Le blog est surtout devenu un forum permanent, chacun des billets déposés y étant abondamment commenté. « Alors que l'entreprise entend développer la compétition entre salariés, le blog a, au contraire, développé l'entraide », se félicite le délégué syndical. Détail non négligeable : le nombre d'adhérents CFTC est passé de 2 en 2001 à plus de 100 aujourd'hui.

De quoi faire des envieux, surtout dans la galaxie Syntec (HP dépend de la métallurgie).

Toucher collectivement

Lancé à l'automne 2006, le site CFTC de Steria peine à augmenter son audience interne. « Les collaborateurs y trouvent leur compte à titre individuel, commente Jérémie Cren, délégué CFTC. Mais il nous faut encore trouver le moyen de les toucher de manière collective. » Pour y parvenir, la section CGC d'Accenture explore, de son côté, toutes les possibilités du «web 2.0». Après une incursion sur Second Life à l'automne dernier, elle s'intéresse, aujourd'hui, au réseau social Facebook, tandis que son nouveau site, développé il y a un peu plus d'un an, mise particulièrement sur la vidéo.

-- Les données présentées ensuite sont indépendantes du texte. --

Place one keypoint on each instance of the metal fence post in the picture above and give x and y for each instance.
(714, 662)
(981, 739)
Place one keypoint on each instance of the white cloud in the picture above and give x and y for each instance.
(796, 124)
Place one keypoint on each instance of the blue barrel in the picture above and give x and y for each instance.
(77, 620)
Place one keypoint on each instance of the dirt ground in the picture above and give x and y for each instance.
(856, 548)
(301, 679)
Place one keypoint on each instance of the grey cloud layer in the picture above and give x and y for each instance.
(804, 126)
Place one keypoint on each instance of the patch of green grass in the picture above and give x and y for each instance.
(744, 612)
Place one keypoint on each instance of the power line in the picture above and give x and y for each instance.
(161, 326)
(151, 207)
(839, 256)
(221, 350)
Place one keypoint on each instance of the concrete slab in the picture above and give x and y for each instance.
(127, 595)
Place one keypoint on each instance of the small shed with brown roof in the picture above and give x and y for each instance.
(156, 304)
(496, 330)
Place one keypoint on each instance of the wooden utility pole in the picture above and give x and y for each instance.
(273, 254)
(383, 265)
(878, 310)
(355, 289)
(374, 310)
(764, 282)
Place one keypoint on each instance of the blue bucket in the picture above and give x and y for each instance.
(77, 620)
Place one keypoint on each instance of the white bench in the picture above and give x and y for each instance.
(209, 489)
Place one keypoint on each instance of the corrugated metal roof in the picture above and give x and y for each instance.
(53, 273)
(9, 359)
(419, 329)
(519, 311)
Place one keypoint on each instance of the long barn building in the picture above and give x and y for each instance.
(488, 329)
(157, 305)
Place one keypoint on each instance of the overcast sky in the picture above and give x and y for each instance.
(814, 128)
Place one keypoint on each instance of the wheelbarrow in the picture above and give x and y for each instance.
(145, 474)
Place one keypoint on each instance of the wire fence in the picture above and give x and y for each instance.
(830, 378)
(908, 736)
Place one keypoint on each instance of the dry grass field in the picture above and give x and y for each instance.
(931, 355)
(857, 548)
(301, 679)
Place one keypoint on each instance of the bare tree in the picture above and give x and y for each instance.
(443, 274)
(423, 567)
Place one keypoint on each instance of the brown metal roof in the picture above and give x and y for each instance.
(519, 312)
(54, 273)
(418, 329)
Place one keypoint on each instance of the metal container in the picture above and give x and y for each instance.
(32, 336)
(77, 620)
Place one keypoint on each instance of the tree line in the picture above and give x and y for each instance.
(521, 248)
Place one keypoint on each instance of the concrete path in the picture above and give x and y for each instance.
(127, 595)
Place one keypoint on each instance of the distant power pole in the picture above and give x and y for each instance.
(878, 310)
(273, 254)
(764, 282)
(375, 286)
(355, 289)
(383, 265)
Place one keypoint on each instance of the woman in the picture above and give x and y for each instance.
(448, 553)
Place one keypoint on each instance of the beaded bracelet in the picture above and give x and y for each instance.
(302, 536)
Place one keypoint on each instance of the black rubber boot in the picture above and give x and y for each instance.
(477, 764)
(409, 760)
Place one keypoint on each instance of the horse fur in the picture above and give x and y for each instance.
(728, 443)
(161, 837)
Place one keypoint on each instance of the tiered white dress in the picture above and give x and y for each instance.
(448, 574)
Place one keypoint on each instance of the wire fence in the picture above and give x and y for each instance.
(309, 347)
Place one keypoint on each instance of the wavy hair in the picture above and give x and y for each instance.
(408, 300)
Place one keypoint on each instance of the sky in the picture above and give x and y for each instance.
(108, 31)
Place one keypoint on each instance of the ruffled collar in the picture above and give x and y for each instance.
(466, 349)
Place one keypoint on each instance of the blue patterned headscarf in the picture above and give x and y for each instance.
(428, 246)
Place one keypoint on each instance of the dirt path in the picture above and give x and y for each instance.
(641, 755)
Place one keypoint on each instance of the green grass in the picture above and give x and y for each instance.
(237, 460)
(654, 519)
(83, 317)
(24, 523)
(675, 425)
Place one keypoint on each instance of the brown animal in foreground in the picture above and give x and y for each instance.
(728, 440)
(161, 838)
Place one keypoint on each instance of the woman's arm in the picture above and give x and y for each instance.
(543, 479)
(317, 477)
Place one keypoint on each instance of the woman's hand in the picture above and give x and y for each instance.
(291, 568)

Son objectif est clair : garder le contact avec les salariés nomades, créer l'événement en adoptant une démarche marketing vis-à-vis des collaborateurs et soutenir le développement d'Accenture. « Les salariés ont une image traditionnelle du monde syndical, commente Eric Pigal, responsable CFE-CGC chez Accenture. Nous sommes dans une entreprise innovante. Nous devons l'être aussi. » Une expérience pilote, dont les bonnes pratiques pourraient être diffusées dans la branche. Si tant est que les salariés adhèrent au concept.

Une présence sur le web encore limitée

Le site de la Fieci CFE-CGC (Fédération nationale du personnel de l'encadrement des sociétés de service informatique, des études, du conseil et de l'ingénierie) liste une trentaine de sites web affiliés. La fédération CGT des sociétés d'études n'en compte qu'une vingtaine, tandis qu'Ivan Béraud, secrétaire national de la F3C CFDT, en charge du pôle conseil publicité, dénombre moins d'une dizaine de sites et blogs CFDT dans l'édition et le service informatique.

Si tous ne sont pas comptabilisés, beaucoup de sites ne s'animent qu'au gré des grosses actualités du moment (NAO, PSE, élections professionnelles...) et quelques-uns sont en friche. D'autres ne voient le jour que pour accompagner un mouvement social, dans l'objectif de mobiliser tous les salariés, mais également de médiatiser l'événement pour faire pression sur la direction. En janvier dernier, une intersyndicale a, ainsi, lancé un blog d'informations et d'échanges pour les salariés d'AEMS (Atos Euronext Market Solutions), inquiets des conséquences de la scission, en août prochain, de cette entité qui gère l'informatique de la Bourse Euronext.

C'est Ubifree, le premier mouvement de contestation virtuelle des salariés de l'éditeur de jeux vidéo Ubisoft, qui avait ouvert la voie en décembre 1998. Le site a été fermé en mars 1999 et reste accessible en l'état.